Background: Magnetoencephalography (MEG) provides a promising, non-invasive medium for characterizing high temporal brain dynamics and functional connectivity (FC) networks. MEG based studies often include a source space signal reconstruction from the sensor data. However, spatial filters or inverse solutions that are used for source signal reconstruction induce a linear interaction between the source signals, and this phenomenon is often termed as a signal leakage. Therefore, the observed FC between the source signals may be partially or entirely due to signal leakage. In the present study, we demonstrated the usefulness of independent component analysis (ICA) to orthogonalize reconstructed source signals to suppress signal leakage before FC computation. We also compared the ICA based orthogonalization approach to commonly used linear regression, and orthogonalization in complex domain (Hipp orthogonalization) approaches.
Methods: We used band-limited (i.e. alpha and beta frequency bands) amplitude time series correlation as a measure of FC. Before FC computation, the seed and test voxel time series were orthogonalized using ICA, linear regression and Hipp orthogonalization methods to suppress the signal leakage. We performed an evaluation using simulated MEG data and real resting state MEG data.

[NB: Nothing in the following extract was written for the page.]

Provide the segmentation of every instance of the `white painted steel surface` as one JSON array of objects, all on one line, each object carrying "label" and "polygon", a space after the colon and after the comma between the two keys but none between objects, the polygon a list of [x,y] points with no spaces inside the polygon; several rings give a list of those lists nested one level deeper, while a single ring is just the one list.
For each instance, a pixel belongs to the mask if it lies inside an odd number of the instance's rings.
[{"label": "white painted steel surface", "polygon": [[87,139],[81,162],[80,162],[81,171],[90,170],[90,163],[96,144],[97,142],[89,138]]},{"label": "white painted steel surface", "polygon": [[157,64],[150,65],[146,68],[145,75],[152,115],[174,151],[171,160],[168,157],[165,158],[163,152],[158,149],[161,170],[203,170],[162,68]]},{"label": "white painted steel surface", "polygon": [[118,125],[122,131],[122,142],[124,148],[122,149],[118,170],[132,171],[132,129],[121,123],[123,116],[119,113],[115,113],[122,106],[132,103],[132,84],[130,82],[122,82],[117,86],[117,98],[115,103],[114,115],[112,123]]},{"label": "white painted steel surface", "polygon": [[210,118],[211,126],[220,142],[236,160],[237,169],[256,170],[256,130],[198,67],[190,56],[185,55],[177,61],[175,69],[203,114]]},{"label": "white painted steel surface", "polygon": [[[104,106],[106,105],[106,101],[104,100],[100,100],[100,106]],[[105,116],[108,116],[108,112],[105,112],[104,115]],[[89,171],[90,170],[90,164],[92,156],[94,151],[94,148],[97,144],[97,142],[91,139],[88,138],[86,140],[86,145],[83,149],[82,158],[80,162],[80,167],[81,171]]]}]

Results: Analysis of simulated MEG data indicates that ICA based orthogonalization approach effectively suppressed the spurious FC due to signal leakage where the false positive rate was as per expectation. Analysis of real resting MEG signal showed that ICA based orthogonalization efficiently suppress the spurious FC for test voxels located nearby to the seed voxel where the signal leakage is very much likely. However, it didn't suppress the actual FC for test voxels located remotely from the seed voxel where the signal leakage is unlikely.
Conclusion: ICA based orthogonalization offers a straightforward and efficient alternative tool to alleviate the spurious FC due to signal leakage in reconstructed MEG source signals.